我使用MLPCalssifier创建了类NeuralNetworkModel:
@staticmethod
def _init_pipeline(stopwords):
pipe_line = Pipeline([
("vect", CountVectorizer(stop_words=stopwords, lowercase=True)), # bag-of-words
("tfidf", TfidfTransformer()), # tf-idf
("clf", MLPClassifier(hidden_layer_sizes=(15, 15), activation="relu", solver="sgd", max_iter=3000, tol=1e-6, verbose=True)) # model mlp
])
return pipe_line
然后我使用模型训练我的数据集:
class TextClassificationPredict(object):
def __init__(self):
self.test = None
def save_model(self, filePath):
outfile = open(filePath, 'wb')
pickle.dump(obj, outfile)
outfile.close()
def get_train_data(self, train_data, test_data):
df_train = DataFrame(train_data)
df_test = DataFrame(test_data)
# init model neuralnetwork
model = NeuralNetworkModel()
time_start_train = time.time()
clf = model.clf.fit(df_train["content"], df_train.category)

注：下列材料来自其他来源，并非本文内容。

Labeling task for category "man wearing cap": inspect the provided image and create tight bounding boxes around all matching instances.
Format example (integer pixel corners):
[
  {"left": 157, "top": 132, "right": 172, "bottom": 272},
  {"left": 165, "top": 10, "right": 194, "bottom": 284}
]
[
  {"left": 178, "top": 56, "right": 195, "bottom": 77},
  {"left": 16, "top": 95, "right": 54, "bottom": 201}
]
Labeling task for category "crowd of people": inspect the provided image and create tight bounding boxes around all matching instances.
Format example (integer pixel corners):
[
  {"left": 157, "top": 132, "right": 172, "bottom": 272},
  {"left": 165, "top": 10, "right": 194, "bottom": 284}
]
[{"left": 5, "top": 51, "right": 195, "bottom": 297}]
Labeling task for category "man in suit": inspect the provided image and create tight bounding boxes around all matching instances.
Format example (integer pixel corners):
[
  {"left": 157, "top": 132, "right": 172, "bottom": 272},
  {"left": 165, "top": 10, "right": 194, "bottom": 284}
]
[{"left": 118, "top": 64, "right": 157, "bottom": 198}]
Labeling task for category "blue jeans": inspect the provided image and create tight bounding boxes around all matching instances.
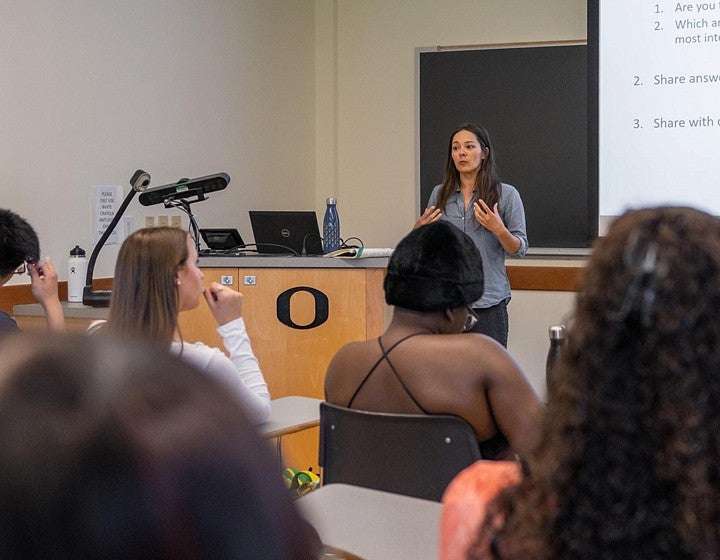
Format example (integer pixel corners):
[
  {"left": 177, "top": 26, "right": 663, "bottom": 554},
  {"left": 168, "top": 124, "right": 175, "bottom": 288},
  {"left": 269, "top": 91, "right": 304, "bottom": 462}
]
[{"left": 468, "top": 299, "right": 509, "bottom": 347}]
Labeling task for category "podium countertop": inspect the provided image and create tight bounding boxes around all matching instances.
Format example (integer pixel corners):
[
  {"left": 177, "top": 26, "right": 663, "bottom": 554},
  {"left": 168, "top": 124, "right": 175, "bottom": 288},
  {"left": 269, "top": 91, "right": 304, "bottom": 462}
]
[{"left": 197, "top": 254, "right": 389, "bottom": 268}]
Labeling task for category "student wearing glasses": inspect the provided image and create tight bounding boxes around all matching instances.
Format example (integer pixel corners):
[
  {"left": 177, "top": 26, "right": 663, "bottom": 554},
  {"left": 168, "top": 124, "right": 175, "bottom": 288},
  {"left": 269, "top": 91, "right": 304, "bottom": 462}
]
[
  {"left": 324, "top": 221, "right": 542, "bottom": 460},
  {"left": 0, "top": 208, "right": 64, "bottom": 333}
]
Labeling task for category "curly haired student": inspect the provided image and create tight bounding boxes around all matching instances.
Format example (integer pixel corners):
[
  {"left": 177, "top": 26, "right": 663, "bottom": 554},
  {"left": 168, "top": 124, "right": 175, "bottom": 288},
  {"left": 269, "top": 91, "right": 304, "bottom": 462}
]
[{"left": 442, "top": 206, "right": 720, "bottom": 560}]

time_stop_train = time.time()
time_train = time_stop_train - time_start_train
print("training time:", time_train) # the time would be round to 3 decimal in seconds
time_start_predict = time.time()
predicted = clf.predict(df_test["content"])
time_stop_predict = time.time()
time_predict = time_stop_predict - time_start_predict
print("predict time:", time_predict)
print("Accuracy", accuracy_score(df_test["category"], predicted))

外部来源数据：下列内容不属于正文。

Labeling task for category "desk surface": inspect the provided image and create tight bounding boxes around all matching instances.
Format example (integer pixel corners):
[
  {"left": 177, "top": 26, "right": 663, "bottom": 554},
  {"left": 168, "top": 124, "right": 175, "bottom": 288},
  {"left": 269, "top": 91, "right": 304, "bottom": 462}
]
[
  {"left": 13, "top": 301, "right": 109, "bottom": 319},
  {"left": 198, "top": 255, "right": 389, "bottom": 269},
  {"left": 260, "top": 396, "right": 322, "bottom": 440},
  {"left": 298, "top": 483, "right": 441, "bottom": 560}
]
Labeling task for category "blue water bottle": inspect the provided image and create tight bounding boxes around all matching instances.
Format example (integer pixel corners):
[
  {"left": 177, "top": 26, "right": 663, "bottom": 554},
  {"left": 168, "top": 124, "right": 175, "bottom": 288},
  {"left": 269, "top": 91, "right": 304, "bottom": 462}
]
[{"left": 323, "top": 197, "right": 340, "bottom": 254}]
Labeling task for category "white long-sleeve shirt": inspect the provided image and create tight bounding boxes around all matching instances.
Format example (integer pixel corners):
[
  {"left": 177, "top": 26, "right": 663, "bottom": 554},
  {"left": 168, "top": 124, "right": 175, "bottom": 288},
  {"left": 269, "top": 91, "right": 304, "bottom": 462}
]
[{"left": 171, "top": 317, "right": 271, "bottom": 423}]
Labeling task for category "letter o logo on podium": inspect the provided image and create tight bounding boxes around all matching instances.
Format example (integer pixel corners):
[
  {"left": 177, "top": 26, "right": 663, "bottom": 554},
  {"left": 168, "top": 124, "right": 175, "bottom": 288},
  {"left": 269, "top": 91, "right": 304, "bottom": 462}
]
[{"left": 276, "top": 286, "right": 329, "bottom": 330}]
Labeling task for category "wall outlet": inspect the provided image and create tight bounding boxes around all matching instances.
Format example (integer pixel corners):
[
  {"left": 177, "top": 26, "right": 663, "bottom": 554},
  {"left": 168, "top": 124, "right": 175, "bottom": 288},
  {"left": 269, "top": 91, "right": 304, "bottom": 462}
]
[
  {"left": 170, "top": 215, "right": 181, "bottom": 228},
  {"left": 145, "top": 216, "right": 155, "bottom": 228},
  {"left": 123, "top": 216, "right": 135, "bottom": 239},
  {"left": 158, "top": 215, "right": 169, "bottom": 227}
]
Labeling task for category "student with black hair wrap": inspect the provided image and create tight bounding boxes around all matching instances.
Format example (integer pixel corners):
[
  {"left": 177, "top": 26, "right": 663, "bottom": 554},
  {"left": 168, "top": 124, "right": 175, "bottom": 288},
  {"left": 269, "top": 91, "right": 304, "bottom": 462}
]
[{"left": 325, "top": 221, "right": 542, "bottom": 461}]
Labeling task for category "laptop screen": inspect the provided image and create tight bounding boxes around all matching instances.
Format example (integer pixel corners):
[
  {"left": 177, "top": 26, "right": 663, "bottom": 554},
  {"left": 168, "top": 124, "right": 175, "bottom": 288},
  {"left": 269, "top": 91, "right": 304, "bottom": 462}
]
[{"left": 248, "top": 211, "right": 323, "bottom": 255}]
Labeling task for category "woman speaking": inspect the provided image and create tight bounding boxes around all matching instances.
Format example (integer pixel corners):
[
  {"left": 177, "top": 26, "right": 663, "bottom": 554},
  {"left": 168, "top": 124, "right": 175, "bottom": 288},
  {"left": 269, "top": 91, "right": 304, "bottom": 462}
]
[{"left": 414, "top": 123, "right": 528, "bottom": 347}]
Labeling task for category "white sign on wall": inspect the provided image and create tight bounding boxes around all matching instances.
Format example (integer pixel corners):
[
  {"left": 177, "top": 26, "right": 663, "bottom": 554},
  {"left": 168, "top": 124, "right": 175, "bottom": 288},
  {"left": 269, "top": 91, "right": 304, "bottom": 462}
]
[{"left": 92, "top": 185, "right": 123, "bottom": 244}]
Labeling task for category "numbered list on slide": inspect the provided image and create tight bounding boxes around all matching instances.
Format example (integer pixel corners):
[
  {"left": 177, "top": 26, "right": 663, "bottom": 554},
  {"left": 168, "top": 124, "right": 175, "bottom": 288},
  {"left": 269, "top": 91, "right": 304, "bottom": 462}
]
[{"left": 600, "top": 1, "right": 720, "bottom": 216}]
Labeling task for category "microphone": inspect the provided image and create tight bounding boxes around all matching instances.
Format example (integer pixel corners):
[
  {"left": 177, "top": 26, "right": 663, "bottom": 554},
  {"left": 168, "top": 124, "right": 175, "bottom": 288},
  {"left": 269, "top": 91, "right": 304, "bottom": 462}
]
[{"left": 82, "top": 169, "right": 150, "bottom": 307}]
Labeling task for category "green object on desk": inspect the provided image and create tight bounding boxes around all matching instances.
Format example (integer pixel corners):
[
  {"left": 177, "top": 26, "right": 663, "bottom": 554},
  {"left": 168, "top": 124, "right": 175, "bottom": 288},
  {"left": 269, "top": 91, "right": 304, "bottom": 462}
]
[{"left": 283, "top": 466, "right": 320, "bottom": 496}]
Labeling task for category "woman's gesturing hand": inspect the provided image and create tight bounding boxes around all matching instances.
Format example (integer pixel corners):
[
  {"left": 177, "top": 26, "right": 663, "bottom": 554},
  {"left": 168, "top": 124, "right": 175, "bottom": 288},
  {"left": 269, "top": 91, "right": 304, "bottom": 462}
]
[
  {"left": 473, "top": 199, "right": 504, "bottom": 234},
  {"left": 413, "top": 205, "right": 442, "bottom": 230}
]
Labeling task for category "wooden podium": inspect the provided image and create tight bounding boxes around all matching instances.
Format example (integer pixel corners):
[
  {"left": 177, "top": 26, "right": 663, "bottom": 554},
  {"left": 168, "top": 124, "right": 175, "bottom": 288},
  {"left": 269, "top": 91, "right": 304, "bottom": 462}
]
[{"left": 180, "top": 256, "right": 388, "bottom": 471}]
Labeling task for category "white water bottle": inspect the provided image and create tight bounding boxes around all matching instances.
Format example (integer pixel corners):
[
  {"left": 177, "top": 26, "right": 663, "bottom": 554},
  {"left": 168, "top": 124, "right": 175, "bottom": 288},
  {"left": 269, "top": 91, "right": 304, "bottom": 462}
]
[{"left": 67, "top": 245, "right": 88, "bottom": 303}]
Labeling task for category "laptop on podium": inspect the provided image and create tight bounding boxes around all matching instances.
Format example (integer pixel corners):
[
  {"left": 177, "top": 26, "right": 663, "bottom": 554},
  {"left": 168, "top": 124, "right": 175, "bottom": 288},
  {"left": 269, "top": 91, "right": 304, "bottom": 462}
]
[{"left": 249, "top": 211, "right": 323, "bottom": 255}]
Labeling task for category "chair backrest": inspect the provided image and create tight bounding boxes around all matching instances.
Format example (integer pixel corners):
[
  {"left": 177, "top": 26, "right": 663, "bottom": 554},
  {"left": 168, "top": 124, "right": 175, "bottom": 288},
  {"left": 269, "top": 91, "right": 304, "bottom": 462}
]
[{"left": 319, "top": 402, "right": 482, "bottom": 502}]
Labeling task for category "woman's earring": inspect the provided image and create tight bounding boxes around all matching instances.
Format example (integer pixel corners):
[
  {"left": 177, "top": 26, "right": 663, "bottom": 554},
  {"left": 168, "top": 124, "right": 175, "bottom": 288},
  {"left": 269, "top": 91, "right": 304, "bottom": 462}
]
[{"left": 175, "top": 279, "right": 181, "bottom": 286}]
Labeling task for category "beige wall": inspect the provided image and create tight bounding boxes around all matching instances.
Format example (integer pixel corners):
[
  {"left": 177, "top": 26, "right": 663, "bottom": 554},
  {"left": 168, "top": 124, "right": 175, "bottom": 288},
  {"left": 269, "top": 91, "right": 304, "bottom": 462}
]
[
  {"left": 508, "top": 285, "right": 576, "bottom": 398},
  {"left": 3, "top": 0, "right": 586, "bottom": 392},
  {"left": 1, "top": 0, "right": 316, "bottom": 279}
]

# print(f1_score(df_test["category"], predicted, average=None))
print(clf.predict_proba(df_test["content"]))
我在main中创建了对象:
if __name__ == '__main__':
train_data = DataLoader(dataPath=Settings.DATA_TRAIN_PATH).get_json()
test_data = DataLoader(dataPath=Settings.DATA_TEST_PATH).get_json()
tcp = TextClassificationPredict()
tcp.get_train_data(train_data, test_data)
tcp.save_model(filePath='neural_network_model1515full.pk')
最后,我想使用保存在'neural_network_model1515full.pk'中的模型,所以我写道:
with open('neural_network_model1515full.pk', 'rb') as fin:
clf = pickle.load(fin)
clf.predict(input)
以下是此脚本的输出: AttributeError:'TextClassificationPredict'对象没有属性'predict'